First, the applicability of the word "pogrom" was discussed in detail here as well as on the AFD here. Harping on the same thing again and again is disruptive. I don't wish to repeat my claims again and again. This was not a pogrom, period.
Second, Author's contentious claims are nothing but personal opinions. We must look to balance the weight. Mr T 09:30, 19 June 2013 (UTC)
  • Not the same discussion. Moving the article to a name containing pogrom, is not the same as including significant published views in the article (per our WP:NPOV policy) that characterise the events as a pogrom.
  • "This was not a pogrom, period." - I believe this comment is characteristic of major POV issues you have with this article. To wit, you believe you know the truth of the events and that your own beliefs about the topic trump what has been published in high quality academic RS. This is not how we write[REDACTED] articles. We should be putting aside our own beliefs. Identifying high quality sources and dispassionately representing what they say. If high quality RS (e.g. books published by distinguished University presses, written by professors in relevant fields) disagree on particular points, then we include the different viewpoints. That is what our WP:NPOV policy says.
  • Your final comment is incoherent. Academics published by scholarly presses are the best sources for articles such as this. Please see WP:SOURCES: "Where available, academic and peer-reviewed publications are usually the most reliable sources, such as in history..."'; WP:HISTRS:"Historical articles on[REDACTED] should use scholarly works where possible....Historical scholarship is: Books published by academic and scholarly presses by historians"
Currently the article relies to much on primary source journalism from the time of the events. This type of source is not preferred for historical articles (again see WP:HISTRS) and should be phased out and replaced with the kind of scholarship DS is proposing. If there are alternate views in high quality academic sources, of course they should all be included per WP:NPOV. But as it stands trying to keep scholarly sources out of the article that is largely based on lower quality sources is simply not tenable. Dlv999 (talk) 10:29, 19 June 2013 (UTC)
  • It is not what MrT believes or some other author believes, this cannot be called a Pogrom unless it is proven. Did any court in India or International held the Gujarat or Indian government responsible for the violence?. There was an investigation against the Chief Minister for his alleged involvement in the violence, the Investigation team did not find any evidence. You provided a 2006 source above which is outdated because it has not taken into consideration the SIT report(2010) which did not find any fault with the state government.-sarvajna (talk) 11:16, 19 June 2013 (UTC)
(edit conflict)@Dlv: I really don't know what to say, if your mind is already made-up. This IS about the same issue. It may not be identical but the refutations are going to be the same.

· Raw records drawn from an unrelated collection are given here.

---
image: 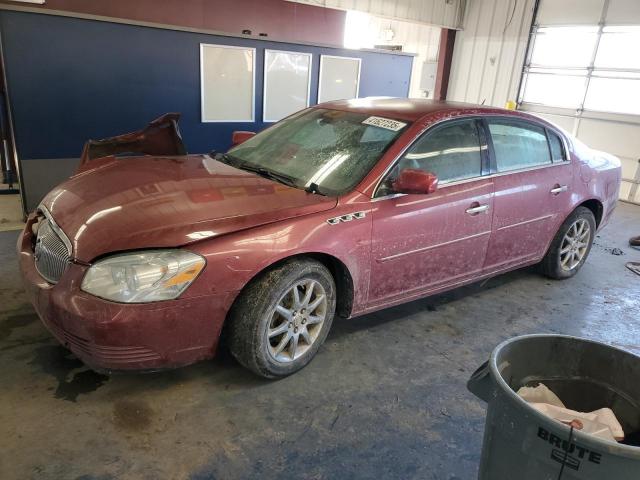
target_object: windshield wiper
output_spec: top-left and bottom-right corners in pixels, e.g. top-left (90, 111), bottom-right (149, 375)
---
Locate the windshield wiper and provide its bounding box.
top-left (214, 153), bottom-right (324, 195)
top-left (234, 163), bottom-right (306, 188)
top-left (210, 152), bottom-right (240, 167)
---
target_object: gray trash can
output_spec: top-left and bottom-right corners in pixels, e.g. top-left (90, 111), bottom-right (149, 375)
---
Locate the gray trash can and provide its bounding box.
top-left (467, 335), bottom-right (640, 480)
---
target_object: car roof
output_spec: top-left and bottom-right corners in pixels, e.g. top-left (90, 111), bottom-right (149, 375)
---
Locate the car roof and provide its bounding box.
top-left (315, 97), bottom-right (525, 122)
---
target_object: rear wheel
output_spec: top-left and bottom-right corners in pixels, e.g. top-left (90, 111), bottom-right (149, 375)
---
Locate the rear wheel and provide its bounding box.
top-left (229, 259), bottom-right (336, 378)
top-left (541, 207), bottom-right (596, 280)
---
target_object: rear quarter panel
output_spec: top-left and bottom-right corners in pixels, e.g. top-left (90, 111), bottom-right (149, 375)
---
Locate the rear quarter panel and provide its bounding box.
top-left (569, 138), bottom-right (622, 229)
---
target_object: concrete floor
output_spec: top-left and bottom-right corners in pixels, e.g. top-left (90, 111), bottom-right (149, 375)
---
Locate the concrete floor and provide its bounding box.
top-left (0, 204), bottom-right (640, 480)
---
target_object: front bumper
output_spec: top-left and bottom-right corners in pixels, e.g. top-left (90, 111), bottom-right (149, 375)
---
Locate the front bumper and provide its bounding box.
top-left (18, 227), bottom-right (235, 372)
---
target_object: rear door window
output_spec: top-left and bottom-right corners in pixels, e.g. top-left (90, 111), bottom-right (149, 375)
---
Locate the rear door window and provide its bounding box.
top-left (488, 120), bottom-right (551, 172)
top-left (547, 130), bottom-right (566, 162)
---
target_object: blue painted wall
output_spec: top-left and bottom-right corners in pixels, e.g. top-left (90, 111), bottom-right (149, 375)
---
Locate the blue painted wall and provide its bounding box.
top-left (0, 11), bottom-right (413, 160)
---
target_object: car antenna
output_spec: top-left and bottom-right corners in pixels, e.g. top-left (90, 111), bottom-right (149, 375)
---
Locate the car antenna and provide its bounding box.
top-left (304, 182), bottom-right (320, 194)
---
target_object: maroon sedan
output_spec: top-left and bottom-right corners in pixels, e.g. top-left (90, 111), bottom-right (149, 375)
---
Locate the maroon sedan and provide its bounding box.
top-left (18, 99), bottom-right (621, 378)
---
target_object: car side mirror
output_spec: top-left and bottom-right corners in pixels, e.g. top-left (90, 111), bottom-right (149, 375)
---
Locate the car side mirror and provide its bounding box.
top-left (231, 130), bottom-right (256, 147)
top-left (393, 168), bottom-right (438, 194)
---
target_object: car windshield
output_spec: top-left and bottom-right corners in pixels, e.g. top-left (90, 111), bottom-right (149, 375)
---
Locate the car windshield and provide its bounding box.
top-left (228, 108), bottom-right (407, 195)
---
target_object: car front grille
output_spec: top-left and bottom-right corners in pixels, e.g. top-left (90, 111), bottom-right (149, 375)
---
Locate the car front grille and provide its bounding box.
top-left (34, 218), bottom-right (71, 283)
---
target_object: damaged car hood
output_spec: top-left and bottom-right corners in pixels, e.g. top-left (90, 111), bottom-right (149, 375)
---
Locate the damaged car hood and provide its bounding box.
top-left (42, 155), bottom-right (337, 262)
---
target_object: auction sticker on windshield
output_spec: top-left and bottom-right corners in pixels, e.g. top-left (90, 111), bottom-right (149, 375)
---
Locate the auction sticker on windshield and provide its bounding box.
top-left (362, 117), bottom-right (407, 132)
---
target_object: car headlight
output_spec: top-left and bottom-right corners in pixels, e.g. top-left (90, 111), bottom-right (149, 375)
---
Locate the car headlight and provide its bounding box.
top-left (81, 250), bottom-right (205, 303)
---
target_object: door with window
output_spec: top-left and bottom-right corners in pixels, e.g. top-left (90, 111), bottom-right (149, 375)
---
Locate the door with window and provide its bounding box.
top-left (369, 119), bottom-right (493, 306)
top-left (485, 118), bottom-right (573, 271)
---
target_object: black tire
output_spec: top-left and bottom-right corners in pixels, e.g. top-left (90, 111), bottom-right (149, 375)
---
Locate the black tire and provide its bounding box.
top-left (227, 258), bottom-right (336, 378)
top-left (540, 207), bottom-right (596, 280)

If I had a bucket and showed you the bucket would you still ask for a newspaper article to prove that I had a bucket? That was not a pogrom because if it were majority of the sources wouldn't call it by any other name. They would clearly mention that POLICE connived at all this. The fact of the matter is, they didn't connive (look it up) even though some would have liked to see that. I reiterate, I doubt anything is more credible than the Verdict, presented by a Judiciary committee in a Court of Law, basing on the findings of a Supreme court appointed investigative body which were supported by years of investigation and literally thousands of testimonies. No charge could be brought against Narendra Modi. He was in a way exonerated by the report presented by the Supreme court Investigative Team. As Dharma wrote here, ″academic research of any superior quality cannot replace a judicial decision″. I don't believe that the article currently depends very much on primary sources. Authorities imposed a curfew in Gujarat they didn't sit back and watch idly. A good many people (mostly Hindus) were punished (sentenced to life in prison). If this was a ′pogrom′ then I dare say every random act of communal vengeance is a pogrom.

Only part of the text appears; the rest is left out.